The British Virgin Islands company was part of the family’s international property group and designed by the Quinn Group accountants in conjunction with the family’s advisers, PricewaterhouseCoopers, according to a source intimately familiar with the family’s corporate structures.

PricewaterhouseCoopers, one of the world’s biggest accountancy firms, declined to comment, saying that the firm did not speak publicly about client affairs.

Soverint owned 50 per cent of the Russian property used for the office and hotel development known as Metropolis: the other 50 per cent was owned by a British company called Holmcroft Services.

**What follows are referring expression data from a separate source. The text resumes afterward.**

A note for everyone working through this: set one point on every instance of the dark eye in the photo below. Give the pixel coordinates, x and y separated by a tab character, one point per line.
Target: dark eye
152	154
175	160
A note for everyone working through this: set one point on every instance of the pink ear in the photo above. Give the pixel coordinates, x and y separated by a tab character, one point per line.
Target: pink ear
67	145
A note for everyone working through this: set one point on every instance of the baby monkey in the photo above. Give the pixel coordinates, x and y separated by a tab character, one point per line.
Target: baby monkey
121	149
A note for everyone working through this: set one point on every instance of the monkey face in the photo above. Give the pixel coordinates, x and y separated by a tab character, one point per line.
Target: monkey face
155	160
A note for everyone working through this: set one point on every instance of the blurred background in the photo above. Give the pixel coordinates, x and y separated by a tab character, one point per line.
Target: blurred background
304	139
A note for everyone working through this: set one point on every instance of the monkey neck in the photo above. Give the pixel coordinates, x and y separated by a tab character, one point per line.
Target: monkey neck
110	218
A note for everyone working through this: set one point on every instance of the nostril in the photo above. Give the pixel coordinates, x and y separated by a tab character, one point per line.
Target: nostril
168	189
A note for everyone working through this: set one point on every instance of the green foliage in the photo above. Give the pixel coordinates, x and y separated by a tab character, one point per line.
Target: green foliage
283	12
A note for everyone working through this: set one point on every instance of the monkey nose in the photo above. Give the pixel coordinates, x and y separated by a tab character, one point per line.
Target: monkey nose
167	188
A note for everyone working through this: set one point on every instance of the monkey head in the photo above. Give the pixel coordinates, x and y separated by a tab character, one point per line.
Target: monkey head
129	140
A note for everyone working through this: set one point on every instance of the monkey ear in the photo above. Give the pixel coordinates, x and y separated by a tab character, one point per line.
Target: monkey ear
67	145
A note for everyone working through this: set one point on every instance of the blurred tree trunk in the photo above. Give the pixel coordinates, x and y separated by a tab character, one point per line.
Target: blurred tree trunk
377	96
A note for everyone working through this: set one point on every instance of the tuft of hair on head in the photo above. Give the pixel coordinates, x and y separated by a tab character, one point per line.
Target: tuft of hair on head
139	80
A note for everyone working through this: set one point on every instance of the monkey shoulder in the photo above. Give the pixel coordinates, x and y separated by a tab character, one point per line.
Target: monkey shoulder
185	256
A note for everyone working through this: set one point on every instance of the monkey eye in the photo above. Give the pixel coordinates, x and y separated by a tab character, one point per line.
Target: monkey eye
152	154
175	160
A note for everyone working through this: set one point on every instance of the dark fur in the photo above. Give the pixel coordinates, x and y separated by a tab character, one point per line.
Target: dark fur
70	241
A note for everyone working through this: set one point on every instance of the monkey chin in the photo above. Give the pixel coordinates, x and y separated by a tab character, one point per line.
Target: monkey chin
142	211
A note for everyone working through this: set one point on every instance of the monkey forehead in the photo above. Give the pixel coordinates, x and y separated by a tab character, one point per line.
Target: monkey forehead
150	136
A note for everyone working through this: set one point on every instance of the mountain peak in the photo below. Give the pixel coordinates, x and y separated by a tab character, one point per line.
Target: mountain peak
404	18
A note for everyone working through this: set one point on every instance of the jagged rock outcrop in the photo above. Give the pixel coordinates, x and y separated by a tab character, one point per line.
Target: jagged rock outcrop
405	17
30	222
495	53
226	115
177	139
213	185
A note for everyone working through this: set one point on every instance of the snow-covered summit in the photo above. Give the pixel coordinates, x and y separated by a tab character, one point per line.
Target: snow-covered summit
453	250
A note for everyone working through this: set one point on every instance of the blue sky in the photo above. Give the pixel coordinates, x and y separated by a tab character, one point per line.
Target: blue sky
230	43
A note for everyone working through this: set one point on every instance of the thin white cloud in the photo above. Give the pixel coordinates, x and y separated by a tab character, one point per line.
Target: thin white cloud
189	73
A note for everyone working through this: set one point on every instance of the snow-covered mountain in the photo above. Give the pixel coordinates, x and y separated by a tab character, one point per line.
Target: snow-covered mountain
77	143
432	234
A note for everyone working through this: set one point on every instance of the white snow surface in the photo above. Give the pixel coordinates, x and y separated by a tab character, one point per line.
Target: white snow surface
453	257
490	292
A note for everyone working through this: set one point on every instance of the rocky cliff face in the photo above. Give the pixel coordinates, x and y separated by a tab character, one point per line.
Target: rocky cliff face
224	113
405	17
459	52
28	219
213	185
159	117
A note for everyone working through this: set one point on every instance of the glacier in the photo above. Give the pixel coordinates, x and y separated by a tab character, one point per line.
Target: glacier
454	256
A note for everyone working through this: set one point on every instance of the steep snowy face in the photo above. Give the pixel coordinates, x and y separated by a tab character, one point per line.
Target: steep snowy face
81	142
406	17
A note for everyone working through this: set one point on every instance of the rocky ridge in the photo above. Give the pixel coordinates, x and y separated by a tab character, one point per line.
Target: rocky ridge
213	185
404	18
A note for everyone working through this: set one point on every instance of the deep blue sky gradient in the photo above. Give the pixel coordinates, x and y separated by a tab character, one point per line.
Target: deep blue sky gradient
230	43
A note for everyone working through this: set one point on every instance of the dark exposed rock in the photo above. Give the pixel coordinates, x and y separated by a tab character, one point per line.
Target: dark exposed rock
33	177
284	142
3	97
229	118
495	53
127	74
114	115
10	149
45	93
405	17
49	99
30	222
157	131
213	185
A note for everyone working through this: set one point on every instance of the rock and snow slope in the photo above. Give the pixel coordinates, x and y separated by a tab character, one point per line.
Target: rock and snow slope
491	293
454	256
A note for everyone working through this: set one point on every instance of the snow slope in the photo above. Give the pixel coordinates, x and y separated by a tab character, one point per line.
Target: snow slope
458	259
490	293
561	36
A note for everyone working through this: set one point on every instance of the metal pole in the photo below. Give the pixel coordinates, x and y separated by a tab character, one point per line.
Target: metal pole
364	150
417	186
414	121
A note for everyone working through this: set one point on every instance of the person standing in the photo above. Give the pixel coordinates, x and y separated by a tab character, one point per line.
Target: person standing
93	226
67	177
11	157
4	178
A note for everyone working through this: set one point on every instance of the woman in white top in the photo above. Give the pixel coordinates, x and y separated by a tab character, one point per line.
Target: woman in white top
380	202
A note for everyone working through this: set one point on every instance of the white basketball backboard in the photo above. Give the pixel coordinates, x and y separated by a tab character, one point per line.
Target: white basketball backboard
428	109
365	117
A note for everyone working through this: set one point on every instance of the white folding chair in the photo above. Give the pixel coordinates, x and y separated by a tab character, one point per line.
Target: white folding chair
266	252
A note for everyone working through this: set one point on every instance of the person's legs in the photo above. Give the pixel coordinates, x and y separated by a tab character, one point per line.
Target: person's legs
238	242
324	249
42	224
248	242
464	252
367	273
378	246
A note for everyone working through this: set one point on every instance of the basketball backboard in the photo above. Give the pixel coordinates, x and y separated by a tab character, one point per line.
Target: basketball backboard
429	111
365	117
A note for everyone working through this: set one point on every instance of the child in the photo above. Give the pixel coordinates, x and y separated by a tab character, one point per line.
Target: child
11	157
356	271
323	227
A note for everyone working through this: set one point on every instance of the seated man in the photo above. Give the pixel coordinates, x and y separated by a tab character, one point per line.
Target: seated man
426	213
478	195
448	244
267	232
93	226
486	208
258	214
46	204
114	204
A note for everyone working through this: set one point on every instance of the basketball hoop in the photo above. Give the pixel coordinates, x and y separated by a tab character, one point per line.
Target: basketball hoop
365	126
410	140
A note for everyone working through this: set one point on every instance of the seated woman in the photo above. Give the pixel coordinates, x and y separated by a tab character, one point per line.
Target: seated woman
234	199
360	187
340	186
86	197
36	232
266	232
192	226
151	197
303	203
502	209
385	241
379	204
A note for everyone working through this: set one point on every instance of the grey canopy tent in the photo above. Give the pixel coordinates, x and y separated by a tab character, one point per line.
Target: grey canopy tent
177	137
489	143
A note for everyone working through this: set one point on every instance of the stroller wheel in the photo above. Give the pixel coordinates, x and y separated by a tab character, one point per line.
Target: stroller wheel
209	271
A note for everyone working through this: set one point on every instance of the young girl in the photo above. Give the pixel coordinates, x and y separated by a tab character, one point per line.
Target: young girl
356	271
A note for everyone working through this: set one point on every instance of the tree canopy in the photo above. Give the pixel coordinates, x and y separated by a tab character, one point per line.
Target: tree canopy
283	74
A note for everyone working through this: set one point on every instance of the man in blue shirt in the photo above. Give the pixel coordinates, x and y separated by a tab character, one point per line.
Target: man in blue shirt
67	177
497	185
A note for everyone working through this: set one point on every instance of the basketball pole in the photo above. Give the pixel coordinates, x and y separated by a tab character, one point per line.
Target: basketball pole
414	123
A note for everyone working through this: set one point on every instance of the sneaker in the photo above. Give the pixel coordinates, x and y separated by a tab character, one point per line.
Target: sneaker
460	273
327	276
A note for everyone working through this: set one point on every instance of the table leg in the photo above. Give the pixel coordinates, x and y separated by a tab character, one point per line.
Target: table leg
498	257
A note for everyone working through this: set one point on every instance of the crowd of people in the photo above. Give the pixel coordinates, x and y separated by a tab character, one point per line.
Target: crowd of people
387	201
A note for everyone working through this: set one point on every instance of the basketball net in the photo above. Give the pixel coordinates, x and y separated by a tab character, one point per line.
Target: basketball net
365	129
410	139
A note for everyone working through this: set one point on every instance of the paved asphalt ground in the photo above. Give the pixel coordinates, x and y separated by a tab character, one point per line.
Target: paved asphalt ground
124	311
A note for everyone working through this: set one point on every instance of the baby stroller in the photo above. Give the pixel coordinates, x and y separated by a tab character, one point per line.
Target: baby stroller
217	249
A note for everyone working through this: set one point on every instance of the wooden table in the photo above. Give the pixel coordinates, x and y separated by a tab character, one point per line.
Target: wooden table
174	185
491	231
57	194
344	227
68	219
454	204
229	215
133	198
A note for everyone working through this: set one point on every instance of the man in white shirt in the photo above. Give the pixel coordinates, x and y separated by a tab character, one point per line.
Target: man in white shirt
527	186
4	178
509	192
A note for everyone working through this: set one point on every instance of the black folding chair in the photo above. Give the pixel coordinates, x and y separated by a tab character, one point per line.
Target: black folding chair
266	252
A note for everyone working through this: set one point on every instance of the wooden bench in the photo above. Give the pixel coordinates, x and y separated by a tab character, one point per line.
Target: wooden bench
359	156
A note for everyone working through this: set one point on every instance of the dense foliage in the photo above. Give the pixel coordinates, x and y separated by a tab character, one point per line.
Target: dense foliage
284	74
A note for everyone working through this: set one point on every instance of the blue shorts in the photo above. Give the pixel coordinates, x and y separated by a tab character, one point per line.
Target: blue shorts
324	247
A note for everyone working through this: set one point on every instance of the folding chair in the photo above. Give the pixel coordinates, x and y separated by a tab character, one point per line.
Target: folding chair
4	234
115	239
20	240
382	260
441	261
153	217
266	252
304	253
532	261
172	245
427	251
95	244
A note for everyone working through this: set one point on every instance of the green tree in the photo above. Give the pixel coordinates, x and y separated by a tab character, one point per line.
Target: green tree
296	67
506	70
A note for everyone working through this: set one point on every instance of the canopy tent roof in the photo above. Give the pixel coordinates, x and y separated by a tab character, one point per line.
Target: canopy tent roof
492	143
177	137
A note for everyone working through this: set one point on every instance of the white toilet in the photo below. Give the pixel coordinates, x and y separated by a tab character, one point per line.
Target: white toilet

Both companies were, in turn, owned by one of the Quinn family’s companies in Sweden, Quinn Warehouse Sweden, which was seized by the Swedish bankruptcy receiver nominated by Anglo Irish Bank when the nationalised lender took control of the Quinn family’s businesses in 2011.

Most of the assets in the Quinn’s international property empire were owned by Swedish or Cypriot companies but, in the case of the Metropolis project, unusually a British Virgin Islands company was used.

It is not clear why the property deal was structured in this way.

Company records show that the directors of Soverint were John Ignatius (Seán) Quinn snr, Liam McCaffrey, Kevin Lunney and Dara O'Reilly, all executives within the Quinn Group.

Commonwealth Trust, the British Virgin Islands company formations agent which has set up thousands of companies for customers around the globe, acted as registered agent for the Quinn company. Commonwealth Trust also runs subsidiaries in Belize and the Bahamas.

State-owned IBRC and the Quinn family, previously the bank’s biggest shareholder, are embroiled in litigation over the legality of €2.34 billion of loans due by the family to the lender.